8

This is my train.prototxt. And this is my deploy.prototxt.

When I want to load my deploy file I get this error:

File "./python/caffe/classifier.py", line 29, in __init__  
in_ = self.inputs[0]  
IndexError: list index out of range  

So, I removed the data layer:

F1117 23:16:09.485153 21910 insert_splits.cpp:35] Unknown bottom blob 'data' (layer 'conv1', bottom index 0)
*** Check failure stack trace: ***

Than, I removed bottom: "data" from conv1 layer.

After it, I got this error:

F1117 23:17:15.363919 21935 insert_splits.cpp:35] Unknown bottom blob 'label' (layer 'loss', bottom index 1)
*** Check failure stack trace: ***

I removed bottom: "label" from loss layer. And I got this error:

I1117 23:19:11.171021 21962 layer_factory.hpp:76] Creating layer conv1
I1117 23:19:11.171036 21962 net.cpp:110] Creating Layer conv1
I1117 23:19:11.171041 21962 net.cpp:433] conv1 -> conv1
F1117 23:19:11.171061 21962 layer.hpp:379] Check failed: MinBottomBlobs() <= bottom.size() (1 vs. 0) Convolution Layer takes at least 1 bottom blob(s) as input.
*** Check failure stack trace: ***

What should I do to fix it and create my deploy file?

Shai
  • 111,146
  • 38
  • 238
  • 371
Carlos Porta
  • 1,224
  • 5
  • 19
  • 31

2 Answers2

17

There are two main differences between a "train" prototxt and a "deploy" one:

1. Inputs: While for training data is fixed to a pre-processed training dataset (lmdb/HDF5 etc.), deploying the net require it to process other inputs in a more "random" fashion.
Therefore, the first change is to remove the input layers (layers that push "data" and "labels" during TRAIN and TEST phases).
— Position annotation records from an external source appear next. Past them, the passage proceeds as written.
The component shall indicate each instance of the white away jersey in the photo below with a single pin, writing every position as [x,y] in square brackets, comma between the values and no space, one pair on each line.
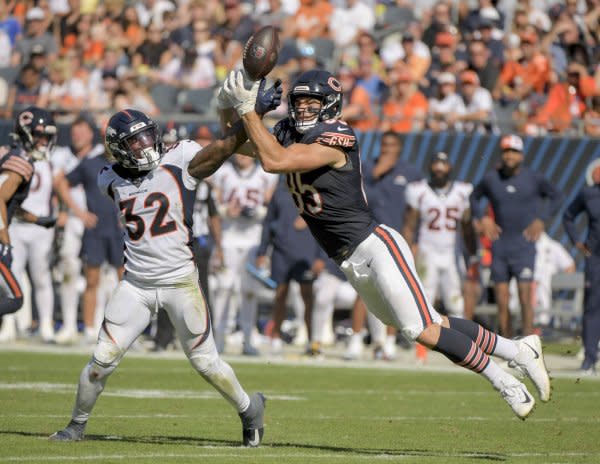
[156,211]
[440,213]
[39,198]
[248,189]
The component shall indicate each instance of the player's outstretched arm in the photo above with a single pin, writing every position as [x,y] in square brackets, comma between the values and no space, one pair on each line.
[213,155]
[274,157]
[9,183]
[44,221]
[298,157]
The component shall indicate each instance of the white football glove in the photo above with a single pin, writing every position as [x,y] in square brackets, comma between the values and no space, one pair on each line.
[223,100]
[241,91]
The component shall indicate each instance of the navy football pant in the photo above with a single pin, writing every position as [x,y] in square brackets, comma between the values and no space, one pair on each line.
[11,297]
[591,311]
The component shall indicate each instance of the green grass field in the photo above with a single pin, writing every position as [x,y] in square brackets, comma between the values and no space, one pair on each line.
[159,411]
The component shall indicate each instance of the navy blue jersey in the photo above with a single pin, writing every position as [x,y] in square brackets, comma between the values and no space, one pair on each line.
[15,160]
[278,229]
[86,174]
[386,193]
[331,201]
[586,201]
[516,200]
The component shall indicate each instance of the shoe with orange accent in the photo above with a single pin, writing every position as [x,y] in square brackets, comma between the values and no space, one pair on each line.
[72,432]
[253,421]
[517,397]
[530,361]
[421,353]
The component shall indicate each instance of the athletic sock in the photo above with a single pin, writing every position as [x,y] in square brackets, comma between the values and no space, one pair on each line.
[487,340]
[461,350]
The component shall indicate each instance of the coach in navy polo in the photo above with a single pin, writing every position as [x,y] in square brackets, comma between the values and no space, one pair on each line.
[103,237]
[517,196]
[587,202]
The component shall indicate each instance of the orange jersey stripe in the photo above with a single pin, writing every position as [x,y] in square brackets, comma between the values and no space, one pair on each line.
[10,280]
[21,167]
[410,279]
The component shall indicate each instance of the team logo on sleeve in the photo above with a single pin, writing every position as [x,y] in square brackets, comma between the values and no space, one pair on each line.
[336,139]
[589,172]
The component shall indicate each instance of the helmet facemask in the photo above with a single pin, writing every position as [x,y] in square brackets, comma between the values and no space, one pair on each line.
[37,140]
[329,105]
[309,115]
[139,151]
[43,143]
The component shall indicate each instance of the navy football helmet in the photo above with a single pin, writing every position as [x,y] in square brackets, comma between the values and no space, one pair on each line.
[36,131]
[321,85]
[133,139]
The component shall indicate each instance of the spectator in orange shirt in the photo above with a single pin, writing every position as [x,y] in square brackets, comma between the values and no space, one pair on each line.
[591,119]
[312,19]
[406,108]
[417,56]
[357,109]
[566,100]
[519,79]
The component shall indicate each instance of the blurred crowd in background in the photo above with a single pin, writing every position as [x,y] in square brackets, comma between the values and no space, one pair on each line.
[459,65]
[528,66]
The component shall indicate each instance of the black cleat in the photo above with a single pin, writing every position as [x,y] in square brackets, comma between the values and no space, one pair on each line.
[72,432]
[253,421]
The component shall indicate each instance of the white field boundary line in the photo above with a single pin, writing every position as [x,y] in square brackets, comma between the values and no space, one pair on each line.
[254,454]
[566,367]
[62,388]
[494,418]
[292,395]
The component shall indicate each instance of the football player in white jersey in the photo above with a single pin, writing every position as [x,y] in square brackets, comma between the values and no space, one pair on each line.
[441,207]
[242,190]
[32,244]
[155,191]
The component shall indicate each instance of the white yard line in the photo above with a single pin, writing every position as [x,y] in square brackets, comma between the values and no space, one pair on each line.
[493,418]
[260,454]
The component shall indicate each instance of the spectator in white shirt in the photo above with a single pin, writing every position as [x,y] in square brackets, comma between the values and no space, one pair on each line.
[349,21]
[448,104]
[478,115]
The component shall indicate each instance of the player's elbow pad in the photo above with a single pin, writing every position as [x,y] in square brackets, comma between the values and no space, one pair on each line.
[222,210]
[261,212]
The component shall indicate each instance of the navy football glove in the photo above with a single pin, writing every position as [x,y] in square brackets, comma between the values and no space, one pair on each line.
[6,254]
[268,99]
[45,221]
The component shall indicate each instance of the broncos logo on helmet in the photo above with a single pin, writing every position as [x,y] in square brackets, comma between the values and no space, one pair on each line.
[318,84]
[133,139]
[36,131]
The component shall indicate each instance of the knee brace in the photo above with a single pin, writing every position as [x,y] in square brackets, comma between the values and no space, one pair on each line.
[99,372]
[207,365]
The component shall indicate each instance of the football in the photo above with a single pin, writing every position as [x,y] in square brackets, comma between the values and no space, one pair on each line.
[261,53]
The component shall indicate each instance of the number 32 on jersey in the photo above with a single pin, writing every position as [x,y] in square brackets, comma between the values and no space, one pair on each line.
[135,223]
[306,197]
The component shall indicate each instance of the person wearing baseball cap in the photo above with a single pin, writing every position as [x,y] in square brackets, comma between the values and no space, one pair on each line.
[479,106]
[522,201]
[36,37]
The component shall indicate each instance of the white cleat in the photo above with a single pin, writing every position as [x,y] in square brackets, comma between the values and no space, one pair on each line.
[530,361]
[8,333]
[517,397]
[355,348]
[66,337]
[47,333]
[276,347]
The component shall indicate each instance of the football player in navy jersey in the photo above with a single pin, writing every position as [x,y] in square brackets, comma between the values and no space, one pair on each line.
[155,189]
[35,135]
[320,156]
[587,203]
To replace the input layers you need to add the following declaration:

input: "data"
input_shape: { dim:1 dim:3 dim:224 dim:224 }

This declaration does not provide the actual data for the net, but it tells the net what shape to expect, allowing caffe to pre-allocate necessary resources.

2. Loss: the top most layers in a training prototxt define the loss function for the training. This usually involve the ground truth labels. When deploying the net, you no longer have access to these labels. Thus loss layers should be converted to "prediction" outputs. For example, a "SoftmaxWithLoss" layer should be converted to a simple "Softmax" layer that outputs class probability instead of log-likelihood loss. Some other loss layers already have predictions as inputs, thus it is sufficient just to remove them.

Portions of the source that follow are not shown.